Flawed Publix project passes

Friday, January 1, 1904

The North Shore debate over whether to finally approve an ill-fitting, big-box Publix grocery store on North Market Street, one that faces inwards toward the middle of a parking lot the size of two football fields, ended Wednesday night in favor of the store and the mayor's office. The latter, regrettably, greased the skids months ago for approval of a design that arrogantly, needlessly, violates the core C-7 building standards that other developers in the North Shore have willingly followed.

The flawed approval process raises questions: Why did approval go down this way, when the debate was not about acceptance of a Publix grocery per se, but rather about the character and property tax value of a design that fits the North Shore zoning plan? How can city planners improve their regrettable record on urban projects which demand more appropriate designs before they are prematurely green-lighted? Shouldn't the city establish an urban design and architectural/preservation office to assure that development proposals in the urban core meet key standards before they go for approval by appointed citizen boards, like the North Shore C-7 Design Committee.

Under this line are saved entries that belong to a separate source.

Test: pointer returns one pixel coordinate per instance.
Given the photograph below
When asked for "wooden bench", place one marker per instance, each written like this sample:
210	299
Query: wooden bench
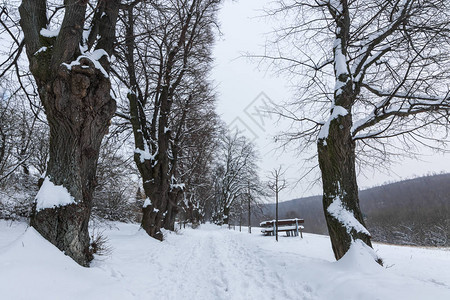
290	226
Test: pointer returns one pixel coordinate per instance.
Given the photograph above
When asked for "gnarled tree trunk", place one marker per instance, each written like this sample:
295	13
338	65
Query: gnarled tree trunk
78	105
340	189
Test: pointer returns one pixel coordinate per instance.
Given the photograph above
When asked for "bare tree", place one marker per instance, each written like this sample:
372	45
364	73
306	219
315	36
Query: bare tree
377	73
69	59
276	184
236	171
166	47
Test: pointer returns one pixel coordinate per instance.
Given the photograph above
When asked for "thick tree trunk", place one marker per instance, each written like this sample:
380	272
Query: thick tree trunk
78	107
226	215
337	164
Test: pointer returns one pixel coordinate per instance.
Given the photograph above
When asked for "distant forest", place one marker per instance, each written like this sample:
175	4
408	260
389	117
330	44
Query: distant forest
410	212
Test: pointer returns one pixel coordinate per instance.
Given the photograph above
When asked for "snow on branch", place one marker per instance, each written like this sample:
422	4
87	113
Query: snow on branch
52	196
336	112
345	217
94	57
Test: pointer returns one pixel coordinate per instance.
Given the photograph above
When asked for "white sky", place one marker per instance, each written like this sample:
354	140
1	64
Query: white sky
240	85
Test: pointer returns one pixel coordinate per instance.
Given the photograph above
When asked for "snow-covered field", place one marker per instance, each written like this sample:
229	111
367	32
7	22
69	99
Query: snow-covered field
216	263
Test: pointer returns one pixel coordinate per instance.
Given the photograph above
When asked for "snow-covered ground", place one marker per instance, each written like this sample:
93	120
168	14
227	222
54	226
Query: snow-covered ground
216	263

Publix has amply demonstrated in other cities that it can meet higher urban standards. (Google the company's West Palm Beach and Tampa stores). It clearly could have delivered a higher-value store here: Up to eight-times higher in property tax return for the city's investment in urban renaissance and infrastructure, according to a new review of the Publix design approved Wednesday. And higher in value with regard to appropriate mixed-use enterprises that provide improved public and pedestrian use of urban space and quality of life.

The North Shore C-7 Design Committee's conversation about these values relative to the suburban-style proposal Publix presented for North Market Street was derailed from the start by Mayor Ron Littlefield. Publix apparently presented his office a prototype big box proposal that fit its convenient suburban pattern, and that wrongly channeled 18-wheeler tractor-trailers through the heart of the Frazier Avenue pedestrian district and adjoining residential streets. And Littlefield and his public works office rammed it through the C-7 design committee before the design and its truck-traffic pathway could be properly vetted.

Unfortunately, the store's design violates the values and strict legal requirements the C-7 guidelines were drawn to protect. But traveling on the design committee's premature conditional approval -- a vote made under Littlefield's persuasion -- every modification since then as been on cosmetic details and a partial facade of small retail stalls along a fraction of the site's North Market Street boundary. No multi-story/multi-use building for the store or for structured parking was seriously considered; neither was the requirement for sidewalk-oriented retail commerce along the full length of the North Market Street site north of Manning Street, which now will become just a big parking lot.

Weary advocates of a design that inched closer to the C-7 guidelines sought Wednesday at least to reserve a strip of land along the North Market frontage north of Manning Street for future retail store space. Using a study developed by Joseph Minicozzi to assess local property tax values here for various levels of development, they also showed the total annual city property tax return for the current Publix proposal was just $44,827 --an eighth of the value for a store built to accommodate surrounding mixed-use commercial and dense residential development.

Alas, their arguments were lost to a board that prematurely painted itself into the corner of conditional approval for small changes, and to a crowd ginned up to support the current proposal on the fear of losing a North Shore Publix option altogether. There's a good lesson to be learned here. A responsible business wouldn't want to build by downtown if wasn't considered a profitable site. And the city shouldn't rush to give away, on the cheap, a site made far more valuable by immense public investment in the city's rejuvenation of downtown and the riverfront.